In many columns, I was sharply critical of that judge, a Jimmy Carter-appointed judicial Stalinist named Russell Clark. For my trouble, among other things, I was called a right-wing extremist. My criticisms pale in comparison with the stinging comments aimed at Judge Clark by the Democratic President Pro Tem of the Missouri Senate. His name is Jim Mathewson, and he's from Sedalia. How tough is he on Judge Clark? Judge (pardon the pun) for yourself, from the following excerpt from a wire story generated at last weekend's meeting of editors and publishers in Columbia.

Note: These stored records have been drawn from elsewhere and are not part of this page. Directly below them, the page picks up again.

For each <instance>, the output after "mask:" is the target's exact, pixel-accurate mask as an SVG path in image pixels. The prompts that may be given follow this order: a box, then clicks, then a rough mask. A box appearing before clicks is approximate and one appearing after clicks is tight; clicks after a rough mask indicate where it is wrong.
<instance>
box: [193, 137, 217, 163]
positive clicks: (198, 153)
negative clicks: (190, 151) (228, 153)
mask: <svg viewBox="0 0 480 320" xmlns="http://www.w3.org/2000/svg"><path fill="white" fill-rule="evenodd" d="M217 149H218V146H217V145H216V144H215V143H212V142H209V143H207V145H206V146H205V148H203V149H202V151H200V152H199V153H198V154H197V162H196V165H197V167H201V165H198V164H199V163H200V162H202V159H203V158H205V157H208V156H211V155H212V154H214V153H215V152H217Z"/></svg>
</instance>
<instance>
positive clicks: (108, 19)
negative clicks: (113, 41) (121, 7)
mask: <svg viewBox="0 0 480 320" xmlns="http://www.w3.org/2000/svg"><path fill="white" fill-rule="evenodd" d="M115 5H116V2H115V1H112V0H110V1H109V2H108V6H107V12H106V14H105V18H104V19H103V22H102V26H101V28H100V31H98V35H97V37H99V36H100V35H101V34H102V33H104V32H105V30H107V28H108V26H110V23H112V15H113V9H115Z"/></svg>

"... [Senate President Pro Tem James] Mathewson, D.-Sedalia, drew applause from the editors when he railed against federal court-ordered spending for school desegregation in Kansas City.
"The state has spent hundreds of millions of dollars in the Kansas City desegregation case and is bracing to spend another $71 million on building programs ordered by U.S. District Judge Russell Clark.
"State desegregation payments are sliced off the top of Missouri's budget. The expected cuts to comply with Clark's order will mean other schools outside Kansas City are to lose millions, Mathewson said.
"`I think it's a sad commentary,' Mathewson said, when a federal judge `can have rape power over a state budget talk state's rights to me.'
"He suggested the trust funds in Proposition B might be beyond the reach of the federal courts.
"`I can't imagine they're going to go into a special trust fund to rape it,' Mathewson said.
"After the discussion, Mathewson said he finds frustration with the desegregation case as he travels in rural Missouri, `because of this judge who never stands for election like we do.'
"Asked about Mathewson's description of Clark's orders as `rape power' over the state budget, Ashcroft said, `That's an interesting characterization and not far from accurate.'"
That's the end of the wire story. Two observations. One: the biggest single opponent facing supporters of Proposition B the money-for-education-bill on this November's ballot is federal Judge Russell Clark, because of the insane rulings he feels comfortable in handing down.
Two, Sen. Jim Mathewson had best be careful. Should he keep talking such unvarnished good sense, folks will take to calling him a "right-wing extremist."